Now, I already purchase labor from other people all the time: my daughter, Benin, is in preschool, and that certainly costs money, and frees me to spend many hours in the office. They care for her, but it’s not the same. Then there’s all that indirect stuff — interactions with cashiers, for instance — but it doesn’t have that aspect of making me feel, well, guilty. Benin was just in the hospital with pneumonia, and I was grateful to pay doctors and radiologists to figure out how sick she was, to dose her up with expensive albuterol treatments and steroids, to attach her to an oxygen flow.

Why is paying the doctor so different from paying a maid? Is the difference obvious or not? The power differential is clear: When you’re a patient, the doctor has the power. With a maid, you have the power.

When I was a teenager, I had a job for a while cleaning the house of some friends of my mother’s. Down in the basement I’d do the laundry, put the shirts up on the hangers just the right way. Vacuum the stairs, dust, dust, dust. Can’t remember what else I did, but I do remember that after about the third time I was unbearably bored by the whole thing. Vacuuming the damn stairs again. The woman I worked for fired me because I did all the appointed chores but didn’t take the initiative to clean the coffee pot.
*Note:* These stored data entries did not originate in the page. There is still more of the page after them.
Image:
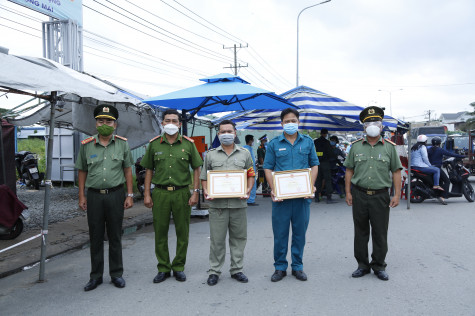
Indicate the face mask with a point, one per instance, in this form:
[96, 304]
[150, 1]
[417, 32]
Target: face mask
[291, 128]
[373, 131]
[170, 129]
[226, 139]
[105, 130]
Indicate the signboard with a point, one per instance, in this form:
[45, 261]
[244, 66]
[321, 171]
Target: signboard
[58, 9]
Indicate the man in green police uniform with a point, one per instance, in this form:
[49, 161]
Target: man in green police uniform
[104, 164]
[227, 213]
[171, 156]
[368, 166]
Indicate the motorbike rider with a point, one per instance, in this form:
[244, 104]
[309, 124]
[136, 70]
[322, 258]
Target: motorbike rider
[420, 161]
[436, 155]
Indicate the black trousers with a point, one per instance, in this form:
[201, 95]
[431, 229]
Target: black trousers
[371, 214]
[105, 212]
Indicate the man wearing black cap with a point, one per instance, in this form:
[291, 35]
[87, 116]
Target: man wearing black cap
[367, 181]
[325, 155]
[104, 164]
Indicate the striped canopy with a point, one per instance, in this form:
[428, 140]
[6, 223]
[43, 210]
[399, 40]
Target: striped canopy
[317, 110]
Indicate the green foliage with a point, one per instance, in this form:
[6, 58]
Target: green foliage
[36, 146]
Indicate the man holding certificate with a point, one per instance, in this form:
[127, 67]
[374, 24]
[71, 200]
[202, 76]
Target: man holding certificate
[290, 151]
[227, 178]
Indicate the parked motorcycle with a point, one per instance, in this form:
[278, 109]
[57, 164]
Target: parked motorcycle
[27, 166]
[422, 183]
[140, 177]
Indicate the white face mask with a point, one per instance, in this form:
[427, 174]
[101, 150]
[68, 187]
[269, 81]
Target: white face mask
[170, 129]
[373, 130]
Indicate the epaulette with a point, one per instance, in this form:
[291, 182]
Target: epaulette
[389, 141]
[154, 138]
[87, 140]
[189, 139]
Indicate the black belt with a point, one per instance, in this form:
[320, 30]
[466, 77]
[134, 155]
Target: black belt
[370, 191]
[170, 187]
[107, 191]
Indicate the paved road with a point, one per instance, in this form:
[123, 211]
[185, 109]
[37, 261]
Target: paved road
[430, 263]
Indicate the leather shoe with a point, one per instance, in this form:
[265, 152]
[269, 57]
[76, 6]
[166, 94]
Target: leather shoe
[300, 275]
[92, 284]
[382, 275]
[278, 275]
[240, 277]
[161, 276]
[118, 282]
[212, 279]
[358, 273]
[179, 276]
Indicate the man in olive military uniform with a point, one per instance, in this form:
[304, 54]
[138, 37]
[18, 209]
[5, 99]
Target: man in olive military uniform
[227, 213]
[367, 181]
[104, 164]
[170, 157]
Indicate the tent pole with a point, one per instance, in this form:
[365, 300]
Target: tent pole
[48, 185]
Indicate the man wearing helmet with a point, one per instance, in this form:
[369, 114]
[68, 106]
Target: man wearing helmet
[436, 155]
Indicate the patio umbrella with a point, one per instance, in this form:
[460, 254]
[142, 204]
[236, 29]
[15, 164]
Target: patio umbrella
[220, 93]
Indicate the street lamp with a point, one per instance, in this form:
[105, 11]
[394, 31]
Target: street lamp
[298, 18]
[390, 105]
She told me I wasn’t mature. Really, I was born a 40-year-old in too many ways; I was plenty mature. But I was so bored.

These days I don’t find housework as boring as I did then — there’s actually something a little restful about it, at least the usual stuff — but what just sends me off the deep end are all the messes my husband and godson leave around. Even after they think they’ve cleaned up. The dried dribbles of piss on the underside of the toilet seat. The splatters of spaghetti sauce behind the stove.
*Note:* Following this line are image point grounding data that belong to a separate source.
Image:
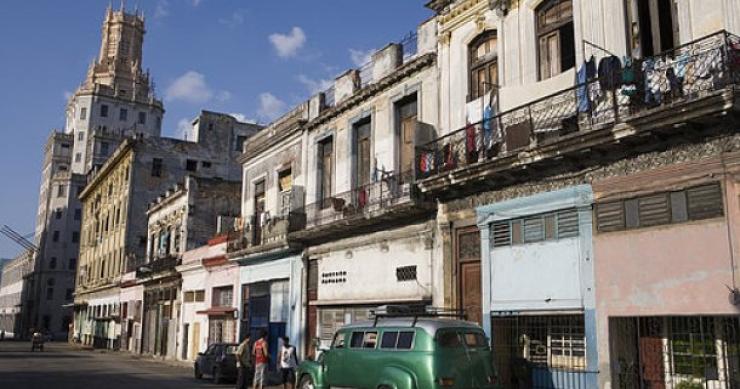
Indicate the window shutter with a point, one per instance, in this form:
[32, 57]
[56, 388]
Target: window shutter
[501, 234]
[704, 202]
[610, 216]
[654, 210]
[534, 229]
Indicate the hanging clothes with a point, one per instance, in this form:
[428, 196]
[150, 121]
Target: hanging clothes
[471, 144]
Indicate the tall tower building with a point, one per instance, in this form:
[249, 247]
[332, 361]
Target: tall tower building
[116, 98]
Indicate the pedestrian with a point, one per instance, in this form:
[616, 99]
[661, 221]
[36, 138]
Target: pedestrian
[288, 363]
[261, 357]
[244, 363]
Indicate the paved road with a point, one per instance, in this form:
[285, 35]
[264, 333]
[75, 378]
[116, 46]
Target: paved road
[61, 366]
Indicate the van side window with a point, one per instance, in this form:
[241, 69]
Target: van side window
[389, 339]
[371, 339]
[405, 340]
[338, 340]
[356, 341]
[448, 339]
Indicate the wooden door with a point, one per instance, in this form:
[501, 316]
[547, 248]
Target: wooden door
[467, 256]
[195, 341]
[470, 285]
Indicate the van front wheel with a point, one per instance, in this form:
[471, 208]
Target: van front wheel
[306, 383]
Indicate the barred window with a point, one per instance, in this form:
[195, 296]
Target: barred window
[695, 203]
[544, 227]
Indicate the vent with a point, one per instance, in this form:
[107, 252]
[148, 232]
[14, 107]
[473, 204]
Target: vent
[406, 273]
[704, 202]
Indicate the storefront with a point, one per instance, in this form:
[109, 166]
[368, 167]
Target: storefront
[270, 300]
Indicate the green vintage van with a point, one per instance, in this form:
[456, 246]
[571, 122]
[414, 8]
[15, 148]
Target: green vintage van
[403, 353]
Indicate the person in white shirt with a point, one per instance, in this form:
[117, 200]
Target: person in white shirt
[288, 363]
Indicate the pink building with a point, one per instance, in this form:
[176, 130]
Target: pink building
[209, 305]
[666, 247]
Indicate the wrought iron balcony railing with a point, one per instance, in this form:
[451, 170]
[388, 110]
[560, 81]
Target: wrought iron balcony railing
[361, 202]
[643, 86]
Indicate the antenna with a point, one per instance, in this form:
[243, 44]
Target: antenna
[18, 238]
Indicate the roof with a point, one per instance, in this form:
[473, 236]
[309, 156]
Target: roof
[430, 325]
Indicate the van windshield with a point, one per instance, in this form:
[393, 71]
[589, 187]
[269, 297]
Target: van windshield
[458, 338]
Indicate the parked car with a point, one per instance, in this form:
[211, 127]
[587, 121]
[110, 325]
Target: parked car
[218, 361]
[403, 353]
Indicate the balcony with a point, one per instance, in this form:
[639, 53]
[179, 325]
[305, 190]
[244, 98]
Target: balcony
[264, 237]
[682, 95]
[159, 267]
[378, 205]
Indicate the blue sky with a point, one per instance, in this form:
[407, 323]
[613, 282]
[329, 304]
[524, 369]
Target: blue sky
[249, 57]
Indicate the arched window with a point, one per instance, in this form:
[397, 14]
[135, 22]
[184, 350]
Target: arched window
[483, 64]
[555, 38]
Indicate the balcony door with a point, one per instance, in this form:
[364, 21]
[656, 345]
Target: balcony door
[259, 210]
[325, 171]
[406, 114]
[653, 26]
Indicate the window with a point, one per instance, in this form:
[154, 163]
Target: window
[239, 145]
[285, 180]
[223, 296]
[356, 341]
[538, 228]
[696, 203]
[325, 170]
[483, 65]
[555, 38]
[157, 167]
[406, 113]
[406, 273]
[361, 147]
[397, 340]
[191, 165]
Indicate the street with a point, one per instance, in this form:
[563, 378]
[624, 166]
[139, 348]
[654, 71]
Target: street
[62, 366]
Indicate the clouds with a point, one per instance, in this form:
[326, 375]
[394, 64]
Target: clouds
[314, 86]
[270, 106]
[360, 57]
[192, 88]
[287, 45]
[233, 20]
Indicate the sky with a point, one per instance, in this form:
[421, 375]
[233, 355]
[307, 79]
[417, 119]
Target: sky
[251, 58]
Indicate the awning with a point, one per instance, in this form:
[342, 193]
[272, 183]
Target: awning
[217, 311]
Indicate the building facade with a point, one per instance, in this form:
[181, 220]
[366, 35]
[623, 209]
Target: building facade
[115, 201]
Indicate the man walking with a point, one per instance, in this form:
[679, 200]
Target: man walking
[261, 357]
[288, 363]
[244, 363]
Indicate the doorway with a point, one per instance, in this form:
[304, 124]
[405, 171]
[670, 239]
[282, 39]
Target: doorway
[467, 256]
[653, 26]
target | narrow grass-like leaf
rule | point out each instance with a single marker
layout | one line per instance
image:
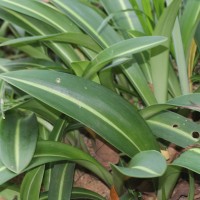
(78, 98)
(68, 37)
(84, 17)
(125, 19)
(146, 164)
(174, 128)
(29, 63)
(5, 174)
(189, 159)
(48, 151)
(153, 110)
(18, 137)
(9, 191)
(121, 49)
(38, 27)
(79, 193)
(180, 58)
(160, 56)
(41, 11)
(31, 185)
(29, 50)
(190, 101)
(189, 21)
(61, 181)
(137, 78)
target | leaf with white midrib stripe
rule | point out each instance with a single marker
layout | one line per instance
(98, 108)
(18, 137)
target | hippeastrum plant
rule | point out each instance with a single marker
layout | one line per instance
(124, 69)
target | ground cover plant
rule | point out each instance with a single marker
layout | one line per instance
(125, 71)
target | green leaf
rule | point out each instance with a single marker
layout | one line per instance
(74, 38)
(189, 21)
(122, 49)
(190, 101)
(153, 110)
(9, 191)
(160, 55)
(180, 58)
(5, 173)
(36, 26)
(78, 98)
(79, 193)
(89, 21)
(124, 19)
(18, 137)
(31, 185)
(174, 128)
(146, 164)
(48, 151)
(189, 159)
(19, 64)
(61, 181)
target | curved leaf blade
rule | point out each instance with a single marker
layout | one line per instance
(146, 164)
(69, 37)
(31, 185)
(79, 193)
(174, 128)
(18, 137)
(89, 103)
(190, 101)
(61, 181)
(122, 49)
(189, 159)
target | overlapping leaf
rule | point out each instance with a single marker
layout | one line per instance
(78, 98)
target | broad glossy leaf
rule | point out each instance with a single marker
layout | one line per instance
(89, 103)
(189, 159)
(174, 128)
(18, 137)
(153, 110)
(19, 64)
(68, 37)
(29, 50)
(122, 49)
(61, 181)
(79, 193)
(5, 174)
(190, 101)
(48, 151)
(9, 191)
(31, 185)
(44, 111)
(146, 164)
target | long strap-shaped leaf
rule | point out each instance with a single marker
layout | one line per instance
(48, 151)
(160, 57)
(122, 49)
(95, 106)
(67, 37)
(31, 185)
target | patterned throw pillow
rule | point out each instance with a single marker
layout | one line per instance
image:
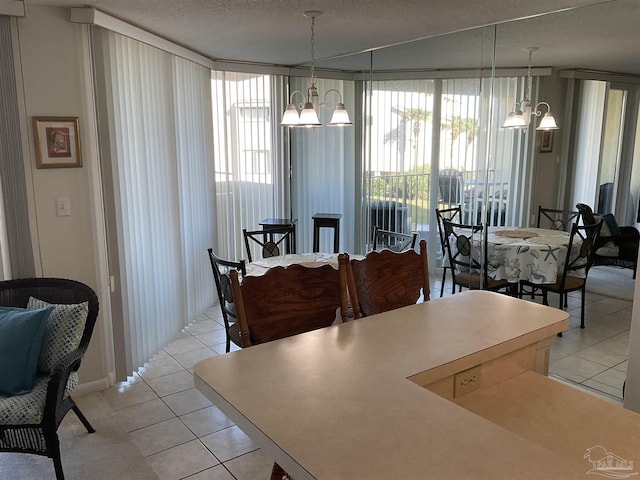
(63, 332)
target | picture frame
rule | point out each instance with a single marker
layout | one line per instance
(546, 141)
(57, 141)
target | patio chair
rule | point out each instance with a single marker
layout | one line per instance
(29, 422)
(453, 214)
(394, 241)
(467, 257)
(576, 269)
(221, 269)
(272, 240)
(556, 219)
(616, 245)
So I stomp around cursing and feeling put upon, cleaning and dusting and vacuuming and washing floors and wiping up spills that seem to be invisible to everyone else but if I didn’t intervene we’d be living in an absolute hellhole. It’s like swimming against the tide of indifference; I’m yearning to live in a lovely setting, with everything just so — a warm and inviting jumble of color and texture that’s homey and nice and clean — but I don’t think they care about it at all. So while they’re in their socks and sweats eating chips and watching the game on TV, I’m scrubbing mildew out of grout, putting stuff down the pipes so the drains won’t clog, and trying to decide what color to paint Benin’s room. They would never do these things. And sometimes I hate them for it. I really hate the way that they feel entitled to leisure and I don’t, which is clearly my own problem — but there’s the mildew and the dust bunnies and all that.

Maybe that’s part of what I’m thinking about buying — someone else who cares for and cares about my living space. I won’t be alone any more. I can complain to her and roll my eyes about them. She can say, “Tsk tsk tsk” and put on the gloves and whip out the comet and maybe I’ll feel happy and free.

It’s not much of an overstatement to say that I really do fear that my marriage will fray rather too much if we don’t get help in the home cleanliness department. And the reality is that a maid is a lot cheaper than therapy, but maybe it shouldn’t be.